Deadly Rival Roller Derby
- Metro area: Pinellas County, FL
- Country: United States
- Founded: 2011
- Track type: Banked
- Venue: The Slayground 4033 35th St. N, St. Petersburg
- Affiliations: Roller Derby Coalition of Leagues (RDCL)
- Org. type: LLC
- Website: www.deadlyrivalrollerderby.com

= Deadly Rival Roller Derby =

Roller derby league

Deadly Rival Roller Derby (DRRD) is Florida's only Banked Track Roller Derby league, the only Banked Track league in the Southeastern United States and the 8th operating in the country as of 2019. When the league was first organized, Deadly Rival was the original roller derby league of Pinellas County, and throughout their history maintained the largest women's roller derby league in the county. Founded in 2011 as Pinellas County Roller Girls, the league played four exhibition bouts the first year: the Roll-A-Hula Luau, the School Girl Massacre, the Rocky Roller Derby Show, and the Roller Derby Christmas Story. The league also played their first travel bout, the Breast Cancer Awareness Skate-Off, against the Lakeland Derby Dames' team, the Rockabilly Rebels.

By 2012, the league had grown to form two home teams, the Hot Rod Hotties and the Cat O' StrophiX. The home teams battled against each other for five bouts throughout the season, with such themes as Superhero Smackdown and Cirque de Slaughter, before the Cat O' StrophiX won the championship, therefore earning their logo to be placed on the DRRDy trophy. The league also played travel bouts against the Tampa Bay Derby Darlins' B team, the Bruise Crew, and the Bradentucky Bombers' B team, the Nuclear Bombshells.

The 2013 season saw even more hard-hitting roller derby action as the home teams drafted new skaters and fought hard through four bouts before the Hot Rod Hotties won the championship. The league also played travel bouts against the Sintral Florida Derby Demons and the Lakeland Derby Dames. DRRD was featured more often in the media as well, appearing on Tampa Bay's local Fox affiliate morning show "Charley's World" hosted by local celebrity Charley Belcher.

As the league grew in skill and in size for the 2014 season, the home teams were very evenly matched as the victories toggled back and forth between the Cat O' StrophiX and the Hot Rod Hotties. After four intense bouts throughout the season, the score was tied 2-2. But the October championship was won by the Hot Rod Hotties once again, earning the team the coveted golden skate trophy.
The DRRD travel team took on some challenging opponents in the 2014 season, scheduling seven bouts with such teams as the Ocala Cannibals, the Miami Vice City Rollers, the North River Rolling Renegades of Sarasota, the All City Rollers in Alachua County, and what was becoming a familiar matchup, the Lakeland Derby Dames' travel team, the Rockabilly Rebels. DRRD considered this their first real travel season and finished strong with 5 wins and 2 losses.

For the 2015 season, the league decided to change up the home team structure and host exhibition bouts by creating fun, new names and themes each game. The season opener in February is a glow-in-the-dark theme, complete with black lights and glow sticks. The Mean Green Galaxy takes on the Evil Pink Eclipse for Mayhem in the Milky Way. The travel team is still going strong with upcoming bouts against the Sintral Florida Derby Demons of Daytona, the Bradentucky Bombers of Bradenton, and two eagerly awaited rematches versus the Miami Vice City Rollers.

In 2014 Deadly Rival acquired their Banked Track and in April 2015 opened their venue coined The Slayground.

== League Philanthropy ==

Since its inception, Deadly Rival Roller Derby has strived to help the community. The league has encouraged patrons of the bouts to bring items for different non-profit organizations, such as school supplies for Kids Charity of Tampa Bay, or canned dog food for Pet Pal Animal Shelter of St. Petersburg.

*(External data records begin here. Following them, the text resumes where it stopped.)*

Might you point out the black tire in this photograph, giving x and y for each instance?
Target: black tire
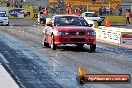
(45, 44)
(99, 23)
(53, 46)
(80, 45)
(93, 47)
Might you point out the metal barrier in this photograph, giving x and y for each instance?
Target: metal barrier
(115, 35)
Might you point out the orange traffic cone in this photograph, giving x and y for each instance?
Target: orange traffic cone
(107, 22)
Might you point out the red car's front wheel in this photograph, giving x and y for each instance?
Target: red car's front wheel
(53, 45)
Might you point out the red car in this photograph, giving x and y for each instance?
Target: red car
(65, 29)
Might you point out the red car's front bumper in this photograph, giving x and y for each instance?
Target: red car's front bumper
(85, 39)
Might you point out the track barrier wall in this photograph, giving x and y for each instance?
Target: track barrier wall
(114, 35)
(21, 12)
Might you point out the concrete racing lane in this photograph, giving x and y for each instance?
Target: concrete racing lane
(38, 67)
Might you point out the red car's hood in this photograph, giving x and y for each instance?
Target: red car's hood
(73, 28)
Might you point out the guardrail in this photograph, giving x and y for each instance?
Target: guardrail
(115, 35)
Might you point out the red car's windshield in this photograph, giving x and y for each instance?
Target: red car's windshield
(70, 20)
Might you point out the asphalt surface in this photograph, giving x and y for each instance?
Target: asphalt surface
(38, 67)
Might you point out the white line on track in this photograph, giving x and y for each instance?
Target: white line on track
(3, 59)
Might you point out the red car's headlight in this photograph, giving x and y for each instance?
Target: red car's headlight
(91, 33)
(60, 33)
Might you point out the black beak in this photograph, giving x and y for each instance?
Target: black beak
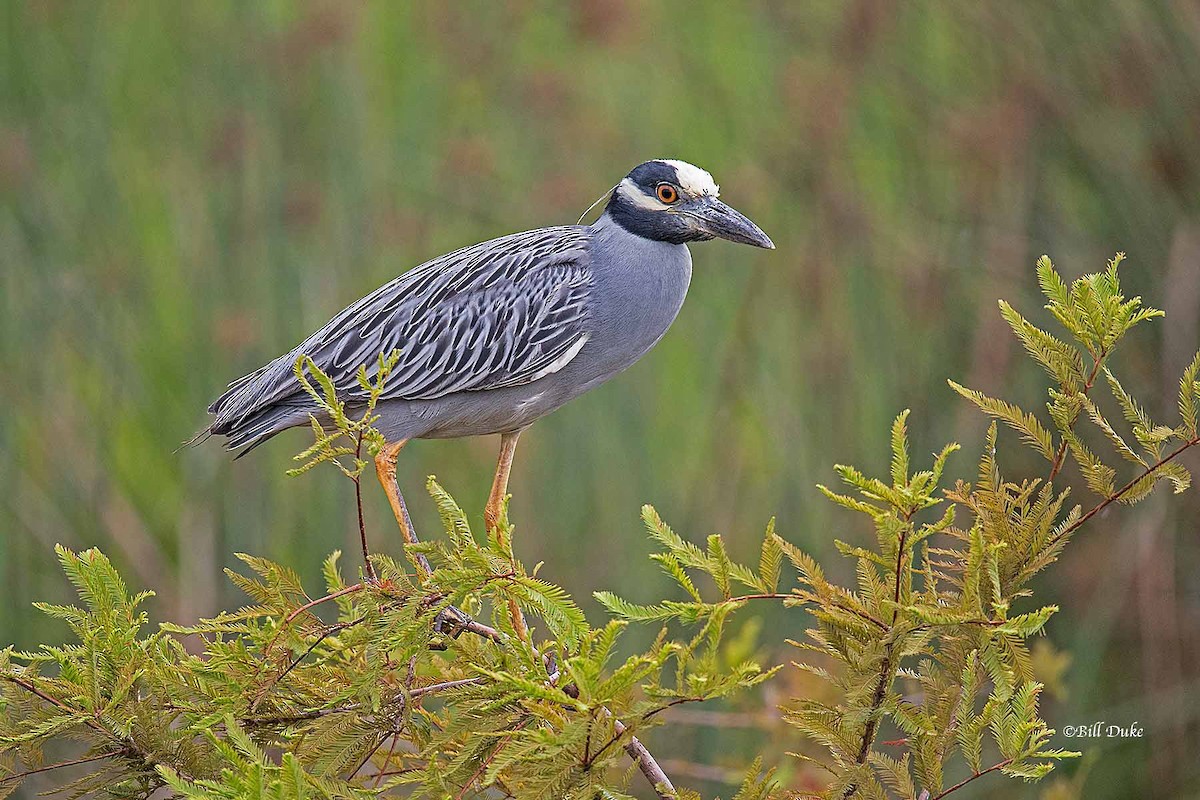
(714, 218)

In addition to collecting much needed items, the league has also donated a portion of its ticket sales or halftime bingo proceeds to different charities, such as the Suncoast Seabird Sanctuary and the Suncoast Animal League, NOMAD Studio The Art Bus Project, Two Hangry Chicks, Project Linus, and My Hope Chest – Funding Reconstruction for Breast Cancer Survivors.

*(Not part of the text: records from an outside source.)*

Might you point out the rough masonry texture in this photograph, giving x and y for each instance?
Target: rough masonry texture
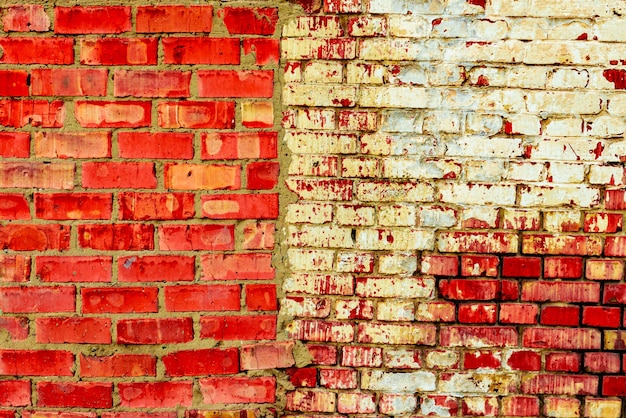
(434, 229)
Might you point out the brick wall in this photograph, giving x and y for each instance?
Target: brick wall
(449, 237)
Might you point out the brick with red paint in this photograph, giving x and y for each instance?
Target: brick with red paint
(172, 394)
(14, 144)
(69, 82)
(249, 21)
(601, 316)
(138, 206)
(257, 327)
(118, 365)
(75, 394)
(128, 237)
(95, 19)
(266, 51)
(37, 50)
(478, 313)
(159, 268)
(118, 51)
(239, 145)
(119, 300)
(166, 18)
(14, 207)
(154, 330)
(73, 144)
(64, 206)
(192, 50)
(560, 315)
(240, 206)
(563, 362)
(37, 299)
(73, 330)
(204, 362)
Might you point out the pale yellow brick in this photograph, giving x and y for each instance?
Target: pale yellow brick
(323, 72)
(397, 215)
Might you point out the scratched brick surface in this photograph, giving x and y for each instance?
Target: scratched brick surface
(456, 246)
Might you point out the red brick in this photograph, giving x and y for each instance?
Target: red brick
(15, 393)
(261, 297)
(266, 51)
(521, 267)
(562, 338)
(26, 18)
(197, 114)
(470, 289)
(14, 144)
(160, 268)
(160, 206)
(128, 237)
(69, 82)
(614, 385)
(599, 269)
(561, 244)
(73, 330)
(573, 292)
(477, 265)
(563, 362)
(74, 269)
(227, 390)
(73, 206)
(520, 406)
(213, 51)
(159, 145)
(560, 315)
(120, 300)
(518, 313)
(239, 145)
(249, 21)
(560, 384)
(14, 207)
(275, 355)
(13, 83)
(603, 222)
(36, 363)
(232, 83)
(258, 327)
(22, 112)
(23, 237)
(120, 114)
(154, 331)
(203, 362)
(440, 265)
(240, 206)
(209, 298)
(602, 362)
(602, 317)
(481, 359)
(75, 394)
(524, 360)
(149, 83)
(73, 144)
(118, 365)
(76, 20)
(156, 19)
(211, 237)
(16, 329)
(33, 50)
(59, 175)
(118, 51)
(477, 336)
(156, 394)
(254, 266)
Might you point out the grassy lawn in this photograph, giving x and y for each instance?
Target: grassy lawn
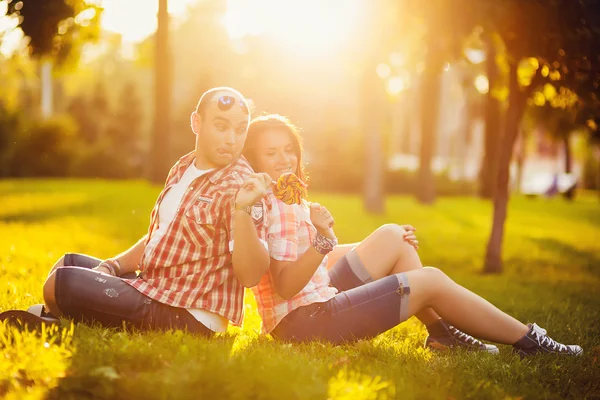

During the summer of 2012, the league donated funds to sponsor the Summer Movie Express program at Regal Entertainment Group Theatre. The funds went toward a 9-week program of "G" and "PG" rated movies, providing wholesome family entertainment at an "extra value" admission of only $1, with a portion of the proceeds benefiting the Will Rogers Motion Picture Pioneers Foundation.

Other charities that Deadly Rival Roller Derby has partnered with include CASA (Community Action Stops Abuse), Eckerd Raising Hope, Metropolitan Ministries, FND (Family Network on Disabilities), Big Cat Rescue, Girls, Inc., and The Exalted Warrior Foundation.